Was Ramms nicht auf der Tagung gesagt hat, aber die durch den Blick ins Archiv gestützte Erinnerung in diesen Zusammenhang stellt: Das dritte Bataillon hat der deutsche Verteidigungsminister zu Guttenberg im Februar angekündigt – mit dem Zusatz, diese Truppen würden die nordischen Verbündeten stellen. Doch dummerweise wussten weder Norweger, noch Schweden oder Dänen davon, dass sie dergleichen tun wollten. Und – so unsere Vermutung – dass die Deutschen an ihrer Stelle großzügig die Zusage gemacht haben, dürfte die Bereitschaft in den nordischen Hauptstädten nicht gerade gefördert haben. Zumal beispielsweise die Schweden neue, zusätzliche Aufgaben übernommen haben, um das von den Türken neu aufzubauende regionale Aufbauteam (PRT) in Sar-i-Pul zu schützen.
Noch einmal Ramms: Zwar mäßen die einschlägigen UN-Resolutionen der zivile Organisation Unama eine zentrale Rolle beim zivilen Wiederaufbau zu. Doch Isaf sei in 32 der 40 afghanischen Provinzen präsent, Unama nur in 32. Dafür Doch sei Unama in weniger Provinzen präsent als Isaf (bei den Zahlenangaben haben wir offensichtlich falsch notiert, daher durchgestrichen. Danke an Can Merey für den Hinweis!).
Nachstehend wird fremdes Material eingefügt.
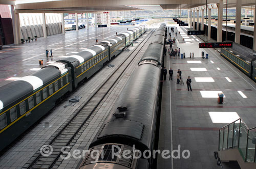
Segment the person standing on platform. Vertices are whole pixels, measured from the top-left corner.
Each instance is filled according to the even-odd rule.
[[[170,68],[170,70],[169,70],[169,80],[170,80],[171,77],[172,80],[173,80],[173,74],[174,74],[174,71],[172,69],[172,68]]]
[[[163,81],[165,81],[166,80],[166,74],[167,74],[167,69],[165,67],[163,68]]]
[[[187,79],[187,91],[189,91],[189,89],[190,89],[190,91],[192,92],[192,89],[191,89],[191,79],[190,76],[188,76]]]
[[[179,74],[180,75],[180,78],[181,78],[181,73],[182,73],[181,72],[181,70],[180,70],[180,69],[178,69],[177,73],[179,73]]]
[[[180,83],[180,74],[179,73],[177,73],[177,84],[179,84]]]

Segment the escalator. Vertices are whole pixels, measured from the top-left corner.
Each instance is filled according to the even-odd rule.
[[[223,167],[228,163],[237,163],[242,169],[256,168],[256,127],[249,129],[239,119],[221,128],[215,156],[222,168],[236,168]]]

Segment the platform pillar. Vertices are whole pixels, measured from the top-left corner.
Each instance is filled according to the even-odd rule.
[[[202,12],[201,13],[201,30],[204,30],[204,10],[202,9]]]
[[[95,17],[95,20],[95,20],[95,27],[97,27],[97,14],[95,13],[94,16],[94,16]]]
[[[195,30],[195,18],[196,17],[196,11],[193,11],[193,30]]]
[[[61,27],[62,34],[65,34],[65,22],[64,21],[64,13],[61,14]]]
[[[86,14],[86,27],[88,30],[89,29],[89,14]]]
[[[247,17],[247,13],[248,13],[248,9],[245,8],[245,14],[244,17],[245,18]],[[244,19],[244,25],[246,26],[246,24],[247,24],[247,19]]]
[[[256,17],[255,17],[255,15],[256,15],[256,1],[255,3],[255,8],[254,8],[254,22],[256,23]],[[252,48],[253,51],[256,51],[256,25],[253,26],[254,27],[254,32],[253,32],[253,46]]]
[[[211,9],[209,9],[208,10],[209,12],[209,14],[208,14],[208,40],[209,41],[210,40],[210,28],[211,25],[210,19],[211,17]]]
[[[19,17],[18,13],[14,13],[14,7],[11,5],[11,11],[12,20],[12,31],[13,32],[13,40],[14,44],[19,44],[20,42],[19,33],[20,27],[19,25]]]
[[[190,17],[190,29],[192,29],[192,9],[190,9],[190,12],[189,12],[189,16]]]
[[[75,13],[76,16],[76,31],[78,32],[78,17],[77,16],[77,13]]]
[[[223,19],[223,0],[220,0],[218,8],[217,42],[222,42],[222,20]]]
[[[234,42],[238,44],[240,44],[241,7],[241,1],[237,0],[237,7],[236,8],[236,34],[234,37]]]
[[[197,31],[199,31],[199,10],[197,10]]]
[[[44,38],[47,38],[47,34],[46,33],[46,14],[44,13],[42,14],[42,33],[44,34]]]

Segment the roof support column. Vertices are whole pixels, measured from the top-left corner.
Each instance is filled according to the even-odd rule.
[[[190,9],[190,11],[189,12],[189,16],[190,18],[190,29],[192,29],[192,10]]]
[[[256,17],[255,15],[256,15],[256,1],[255,2],[255,7],[254,7],[254,22],[256,23]],[[256,51],[256,25],[254,23],[254,33],[253,33],[253,51]]]
[[[237,7],[236,8],[236,32],[234,42],[240,44],[241,33],[241,13],[242,1],[237,0]]]
[[[187,9],[187,23],[188,23],[188,24],[190,24],[190,21],[189,21],[189,13],[190,12],[188,11],[188,10]]]
[[[14,44],[19,44],[20,42],[20,25],[19,24],[19,14],[14,13],[14,7],[11,5],[11,11],[12,20],[12,31]]]
[[[86,27],[87,27],[87,29],[89,29],[89,14],[87,13],[86,14]]]
[[[222,42],[222,20],[223,19],[223,0],[220,0],[218,8],[217,42]]]
[[[203,31],[204,30],[204,10],[202,9],[202,12],[201,13],[201,31]]]
[[[199,10],[197,10],[197,31],[199,31]]]
[[[95,27],[97,27],[97,14],[95,13],[95,15],[94,15],[94,17],[95,17],[94,20],[95,22],[95,23],[94,24],[95,25]]]
[[[193,11],[193,30],[195,30],[195,18],[196,17],[196,11]]]
[[[61,27],[62,34],[65,34],[65,22],[64,21],[64,13],[61,14]]]
[[[245,18],[247,17],[247,13],[248,13],[248,9],[245,8],[245,14],[244,17]],[[247,24],[247,19],[244,19],[244,25],[246,26],[246,24]]]
[[[210,19],[211,17],[211,9],[209,9],[208,11],[209,12],[209,14],[208,14],[208,40],[209,41],[210,40],[210,28],[211,25],[211,19]]]
[[[76,16],[76,32],[78,32],[78,17],[77,16],[77,13],[75,13]]]
[[[46,34],[46,14],[43,13],[42,14],[42,33],[44,34],[44,38],[47,38],[47,35]]]

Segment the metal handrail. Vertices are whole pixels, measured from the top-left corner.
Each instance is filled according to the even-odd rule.
[[[236,122],[239,122],[239,127],[236,127],[235,128],[235,123]],[[243,125],[244,125],[244,126],[245,127],[243,127],[244,128],[244,129],[246,130],[246,134],[247,134],[247,136],[246,136],[246,146],[245,146],[245,154],[244,155],[243,155],[242,153],[242,151],[240,151],[240,154],[241,154],[241,155],[243,155],[243,159],[244,159],[244,160],[245,161],[245,162],[251,162],[251,161],[247,161],[247,156],[248,156],[248,150],[249,150],[249,148],[248,148],[248,140],[249,139],[256,139],[256,135],[255,137],[251,137],[251,136],[249,136],[249,134],[250,133],[250,131],[252,130],[255,130],[256,129],[256,127],[254,127],[253,128],[251,128],[250,129],[249,129],[249,127],[248,127],[248,126],[246,125],[246,124],[244,122],[244,121],[242,120],[242,119],[241,118],[239,118],[238,119],[238,120],[233,121],[233,122],[232,123],[229,123],[229,124],[227,124],[226,125],[225,125],[225,126],[221,128],[219,130],[219,151],[222,151],[222,150],[226,150],[226,149],[233,149],[234,148],[234,147],[235,146],[234,146],[234,136],[236,136],[236,135],[237,136],[237,132],[238,131],[238,144],[237,144],[237,146],[238,146],[238,148],[240,148],[240,137],[242,137],[242,132],[241,131],[241,127],[242,127],[242,123],[243,123]],[[233,129],[231,130],[231,131],[230,131],[229,130],[229,128],[231,126],[231,125],[233,125],[233,126],[232,126],[232,128]],[[225,139],[225,137],[226,137],[226,135],[225,135],[225,131],[226,130],[228,130],[227,131],[227,134],[227,134],[226,135],[226,138]],[[221,133],[221,131],[223,131],[223,133]],[[231,134],[231,132],[232,132],[232,146],[231,147],[229,146],[228,145],[228,143],[229,143],[229,138],[229,138],[229,134]],[[256,135],[256,134],[255,134]],[[220,140],[220,138],[221,138],[221,136],[222,136],[222,140]],[[225,141],[226,141],[226,145],[225,145],[225,146],[224,147],[224,143],[225,142]],[[252,143],[253,144],[254,144],[254,143]],[[222,145],[222,148],[220,149],[220,145]],[[241,148],[241,149],[242,148],[244,148],[244,147],[243,148]],[[256,162],[256,144],[255,144],[255,148],[253,148],[252,147],[253,149],[254,149],[254,156],[253,156],[252,158],[253,158],[253,161],[254,162]],[[242,149],[240,149],[240,150],[242,150]],[[242,151],[242,150],[241,150]],[[245,157],[245,158],[244,158]]]

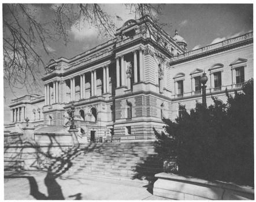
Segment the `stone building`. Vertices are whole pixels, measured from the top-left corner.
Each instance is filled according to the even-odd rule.
[[[145,23],[157,31],[159,41]],[[184,106],[202,102],[204,72],[208,106],[212,95],[225,102],[226,88],[233,93],[253,77],[253,32],[193,51],[186,47],[177,30],[171,37],[149,18],[128,20],[116,38],[71,59],[51,59],[42,78],[44,97],[13,100],[13,123],[6,129],[17,129],[27,117],[38,127],[68,126],[73,103],[80,137],[154,139],[153,128],[162,129],[163,117],[174,120]]]

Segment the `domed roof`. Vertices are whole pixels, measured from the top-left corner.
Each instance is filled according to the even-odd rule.
[[[177,42],[183,42],[183,43],[185,43],[185,44],[187,44],[185,40],[184,40],[184,39],[181,36],[179,35],[178,30],[177,29],[175,29],[175,35],[172,38]]]

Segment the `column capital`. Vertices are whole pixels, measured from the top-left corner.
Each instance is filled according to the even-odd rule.
[[[143,48],[142,48],[141,47],[140,47],[139,48],[139,52],[143,52],[144,51],[144,49]]]
[[[66,81],[65,81],[65,80],[60,80],[60,84],[64,84],[66,83]]]

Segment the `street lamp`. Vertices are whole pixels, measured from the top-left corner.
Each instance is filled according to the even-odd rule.
[[[71,109],[68,110],[68,114],[69,115],[69,117],[71,119],[71,125],[69,128],[70,130],[76,130],[76,127],[75,125],[75,106],[74,103],[72,103],[72,105],[71,106]]]
[[[205,85],[205,84],[206,83],[207,81],[208,81],[208,77],[206,76],[206,74],[205,72],[203,72],[203,76],[202,76],[201,78],[200,78],[200,81],[201,81],[201,84],[203,84],[203,86],[202,87],[202,104],[203,106],[205,108],[207,107],[206,105],[206,87],[207,86]]]

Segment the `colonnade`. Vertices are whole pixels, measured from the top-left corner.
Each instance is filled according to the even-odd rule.
[[[23,121],[25,119],[25,106],[13,109],[10,110],[10,121]]]
[[[139,67],[138,66],[138,62],[137,61],[137,53],[139,51]],[[142,48],[139,48],[138,50],[133,51],[133,71],[134,71],[134,83],[144,81],[144,51]],[[116,75],[117,75],[117,87],[121,86],[130,86],[131,74],[127,73],[127,68],[124,66],[124,57],[121,55],[116,58]],[[121,60],[121,66],[120,65],[120,59]],[[103,76],[103,93],[109,92],[109,66],[106,65],[99,68],[102,68]],[[139,69],[138,69],[139,68]],[[91,96],[97,95],[97,70],[99,68],[91,70]],[[139,71],[138,71],[139,70]],[[139,75],[138,75],[139,72]],[[70,89],[71,89],[71,100],[70,101],[76,100],[76,79],[80,77],[80,99],[86,99],[86,73],[90,73],[89,72],[83,73],[83,74],[76,75],[71,78],[68,78],[70,81]],[[121,78],[121,80],[120,80]],[[54,81],[44,85],[44,93],[45,93],[45,105],[50,105],[54,103],[59,103],[60,100],[60,85],[63,86],[62,89],[64,93],[64,100],[62,100],[66,102],[66,81]],[[53,88],[53,98],[51,98],[50,87]]]
[[[142,48],[139,48],[139,50],[135,50],[133,51],[133,70],[134,70],[134,83],[138,82],[138,61],[137,61],[137,52],[139,51],[139,81],[144,81],[144,51]],[[120,65],[120,59],[121,59],[121,66]],[[127,86],[127,73],[125,72],[126,68],[124,66],[124,55],[121,55],[116,57],[116,80],[117,80],[117,87],[121,86]],[[120,71],[121,69],[121,71]],[[121,81],[120,81],[121,77]]]
[[[109,66],[101,67],[103,70],[103,93],[109,92]],[[97,70],[94,69],[91,72],[91,96],[97,95]],[[70,81],[71,99],[70,101],[76,100],[76,78],[80,77],[80,99],[86,98],[86,73],[77,75],[68,78]],[[45,105],[50,105],[60,102],[60,85],[63,86],[64,102],[66,102],[66,81],[54,81],[44,85]],[[52,84],[51,84],[52,83]],[[51,99],[50,87],[53,87],[53,98]]]

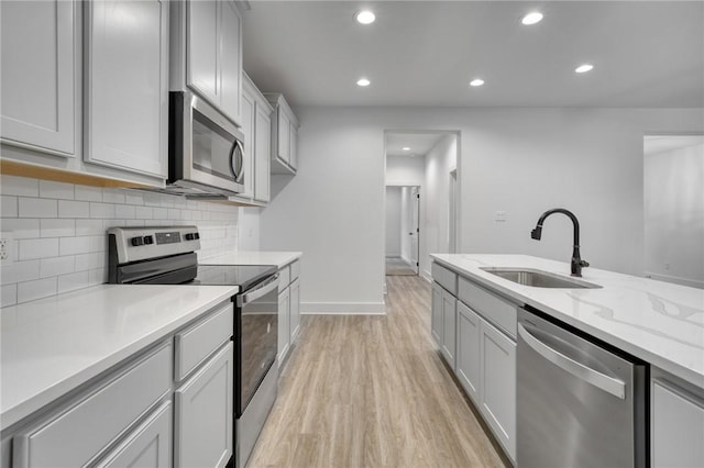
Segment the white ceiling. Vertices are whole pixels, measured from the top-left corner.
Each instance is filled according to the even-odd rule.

Der zivile Aufbau sei zersplittert auf – eine für uns neue und erstaunliche Zahl – 1700 Organisationen, die in Afghanistan tätig seien. „Die Unama kann ihre Führungsrolle nicht ausfüllen.“ Die amerikanischen Streitkräfte seien bereit, alle „liegengebliebenen“ Aufbau-Aufgaben durch die eigenen Soldaten auszufüllen. „Es wäre gut, wenn das auch andere Nato-Nationen tun würden.“ Die Nato sei eben keine ausschließlich militärisch agierende Organisation; die Unterscheidung zwischen militärischem und zivilem Aufbau sei „nicht eben zielführend“. „Das ist möglicherweise eine der Quellen unserer Schwierigkeiten.“ Durch fehlende Koordinierung hätten „wir“ zwei Jahre verloren – oder vielleicht noch etwas mehr.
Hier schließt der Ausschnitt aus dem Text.